Peserta yang sudah tampil di urutan sebelum aku, menampilkan semua pidatonya dengan baik. Bahkan hampir semuanya mendapat tepuk tangan meriah dari penonton. Di depan sana, ada seorang gadis dari jurusan IPS 4 yang sedang membacakan pidatonya. Aku mengintip dari balik layar panggung. Dia terlihat sangat lihai dan menikmati pidato yang dibawakannya.

Seketika saja, rasa gerogi menghinggapiku lagi. Keringat dingin mulai keluar di seluruh tubuh. Aku merasakan sakit perut tiba-tiba. Padahal bagianku saja belum dimulai, tapi aku sudah menciut duluan.

Saat aku menatapi peserta nomor empat di depanku itu, tiba-tiba saja aku teringat ucapan Sae sehari yang lalu, saat kami berada di depan lapangan. Dia memberitahuku, bahwa semuanya akan baik-baik saja.

Saat itu, hari sudah semakin sore, aku dan Sae memutuskan untuk lebih lama berada di sekolah sambil berlatih naskah pidatoku.

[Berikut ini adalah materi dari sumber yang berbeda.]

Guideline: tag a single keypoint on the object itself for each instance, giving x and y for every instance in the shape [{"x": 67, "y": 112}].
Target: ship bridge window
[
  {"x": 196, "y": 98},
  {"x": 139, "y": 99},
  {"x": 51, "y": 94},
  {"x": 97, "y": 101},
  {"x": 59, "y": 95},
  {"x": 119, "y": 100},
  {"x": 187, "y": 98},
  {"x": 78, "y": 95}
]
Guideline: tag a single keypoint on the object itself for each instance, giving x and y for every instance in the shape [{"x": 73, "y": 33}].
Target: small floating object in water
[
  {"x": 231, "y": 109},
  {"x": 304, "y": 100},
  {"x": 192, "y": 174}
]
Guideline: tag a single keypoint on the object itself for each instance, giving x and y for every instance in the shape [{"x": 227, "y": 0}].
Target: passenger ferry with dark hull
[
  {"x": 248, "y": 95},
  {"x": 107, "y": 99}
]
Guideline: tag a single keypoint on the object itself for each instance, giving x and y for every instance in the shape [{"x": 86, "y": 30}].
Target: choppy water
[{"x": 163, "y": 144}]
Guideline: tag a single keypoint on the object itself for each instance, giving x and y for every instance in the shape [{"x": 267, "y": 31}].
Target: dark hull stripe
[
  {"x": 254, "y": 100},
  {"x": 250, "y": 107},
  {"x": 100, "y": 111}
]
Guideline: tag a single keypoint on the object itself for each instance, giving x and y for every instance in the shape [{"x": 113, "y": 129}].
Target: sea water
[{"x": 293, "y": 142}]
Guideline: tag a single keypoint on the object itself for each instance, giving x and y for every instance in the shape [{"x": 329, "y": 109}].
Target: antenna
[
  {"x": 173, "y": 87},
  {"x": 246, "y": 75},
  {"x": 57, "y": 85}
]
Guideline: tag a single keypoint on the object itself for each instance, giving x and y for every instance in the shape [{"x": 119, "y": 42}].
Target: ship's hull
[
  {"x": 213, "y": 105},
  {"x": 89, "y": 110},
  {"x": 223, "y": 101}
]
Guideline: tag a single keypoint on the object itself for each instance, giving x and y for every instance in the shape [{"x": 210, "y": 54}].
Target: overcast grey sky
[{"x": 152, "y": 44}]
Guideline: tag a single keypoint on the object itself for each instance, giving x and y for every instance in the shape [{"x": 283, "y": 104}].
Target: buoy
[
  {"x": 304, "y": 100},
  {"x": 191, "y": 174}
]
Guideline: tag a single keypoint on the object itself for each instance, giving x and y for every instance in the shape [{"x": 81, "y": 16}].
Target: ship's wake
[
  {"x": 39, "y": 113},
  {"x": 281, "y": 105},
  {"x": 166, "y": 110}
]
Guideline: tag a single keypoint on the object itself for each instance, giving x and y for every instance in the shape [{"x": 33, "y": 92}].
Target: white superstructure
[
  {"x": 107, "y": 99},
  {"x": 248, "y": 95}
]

Hanya ada aku dan Sae di depan lapangan voli yang biasa digunakan untuk pertandingan antar kelas. Sae duduk di kursi kayu warna hijau, tepat di bawah pohon mangga sambil memerhatikan, sementara aku berdiri di dekat tiang net sembari meneriakkan pidato tanpa kertas naskah itu dengan lantang.

Semburat jingga sukses menyinari tubuhku dari arah barat. Aku bisa melihat Sae tersenyum sambil masih mengangkat dua jempolnya ke arahku. Aku tahu dia memujiku, padahal pada kenyataanya, aku masih terus saja salah saat membaca pidato bahasa Inggris ini.

Ketika aku benar-benar merasa tidak sanggup untuk menghafal semuanya, dan bilang pada Sae untuk menghentikan semua kegiatan ini, lantas pemuda itu bangkit dari duduknya dan berlari menghampiriku.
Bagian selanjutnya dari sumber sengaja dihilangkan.